Speaking to reporters while visiting a technology exhibition in Tehran on Saturday, Salehi said Iran will explore this issue and will take decisions accordingly, ISNA reported.
The Financial Action Task Force on Friday gave Iran until June to bring its internal law into compliance with the body’s guidelines on fighting financing of terrorism and money laundering.
Iran has met some conditions for getting out of the FATF’s blacklist, but some related parliamentary bills are yet to be approved by related bodies in Iran.
Proponents of Iran adhering to FATF guidelines believe the measure would smooth Iran’s path to protect its foreign trade at a time when the US is bent on hampering Iran’s economic relations worldwide.

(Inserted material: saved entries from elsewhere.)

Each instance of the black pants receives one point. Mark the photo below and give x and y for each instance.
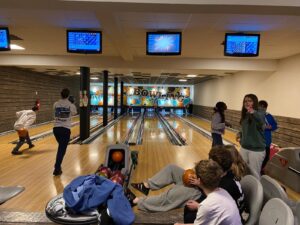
(22, 141)
(217, 139)
(62, 136)
(267, 157)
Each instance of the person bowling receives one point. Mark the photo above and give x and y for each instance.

Opponents, however, cite national security concerns and possible problems that can be created for the country in circumventing the US sanctions as the reasons for their opposition.
Washington pulled out of the 2015 nuclear deal in May and reinstated anti-Iran sanctions suspended under the accord in the following months.
Leaving JCPOA on Iran’s Table
Salehi said Iran’s decisions on JCPOA are “measured” and Tehran would not be emotional on matters related to national interests.
“If the JCPOA monitoring committee and the Leader of the Islamic Revolution reach a decision that our presence in JCPOA is no longer useful, necessary orders will be made,” he said.
Iran has required Europe to compensate for the US withdrawal and protect Iran’s economic benefits under the accord or Tehran will move out of the pact.
The European powers have created a financial mechanism, known as INSTEX, to enable non-dollar trade between Iran and the EU, but they have suggested the removal of Iran from the FATF blacklist is necessary for the mechanism to be useful.